Michael Barone‘s latest piece for the Washington Examiner punctures a myth about the role of politics in the shooting of U.S. Rep. Gabrielle Giffords: 

Vitriolic rhetoric comes from all points on the political compass. But many in the media, when trying to assess blame for violent acts, have an impulse to look for it only on the right.

Thus the impulse to identify as Tea Party types the man who buzzed the Austin IRS office, the Pentagon subway shooter, the Discovery Channel hostage taker.

Or the impulse to insist that conservatives intend the military metaphors with which political discourse is riddled — campaign, targeting, the war room — be taken literally.

Actually, we do know of societies where people on one side of the political divide encourage and sponsor assassinations of people whom they oppose.

This was Germany in the years after World War I, when those who thought Germany had been stabbed in the back hailed the assassination of the industrialist and moderate (Jewish) politician Walter Rathenau in 1922. Including a failed painter from Vienna named Adolf Hitler.

This was Japan in the 1930s, when advocates of military aggression systematically assassinated moderates who wanted their country to live in peace with its neighbors and not seek conquests abroad.

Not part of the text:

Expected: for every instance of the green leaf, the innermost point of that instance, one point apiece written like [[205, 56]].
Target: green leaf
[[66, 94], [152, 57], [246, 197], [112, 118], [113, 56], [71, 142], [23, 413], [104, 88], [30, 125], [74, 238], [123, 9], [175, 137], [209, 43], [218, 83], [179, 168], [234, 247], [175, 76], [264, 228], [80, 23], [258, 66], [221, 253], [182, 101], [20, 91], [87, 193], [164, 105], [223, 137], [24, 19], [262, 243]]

Or, to take an example from last week, Pakistan, where the governor of Punjab was assassinated. His offense: opposing blasphemy laws that carried a death penalty. Those who supported his assassination celebrated publicly and urged more such killings.

Systematic political assassination can be effective, with horrifying results, as the examples from Germany and Japan show.

And the example from Pakistan shows that President Obama, his administration and members of Congress have a very difficult problem on their hands, more difficult since the sudden death last month of our hugely able diplomat Richard Holbrooke.

Suggestions that the shooting in Arizona are of the same ilk as these examples is something of a blood libel against the politicians of all stripes in our country and of the American people. No American politician, no significant segment of any political movement, no statistically identifiable share of the American people wishes the violent death of its political opponents.

Vivid political rhetoric is always in season, and has been for all the years of our republic. And military metaphors are part of the language of our politics, metaphors that no serious person takes literally. We should not let it be otherwise, even as we wish for the full recovery of Gabby Giffords and the others stricken and mourn those lost.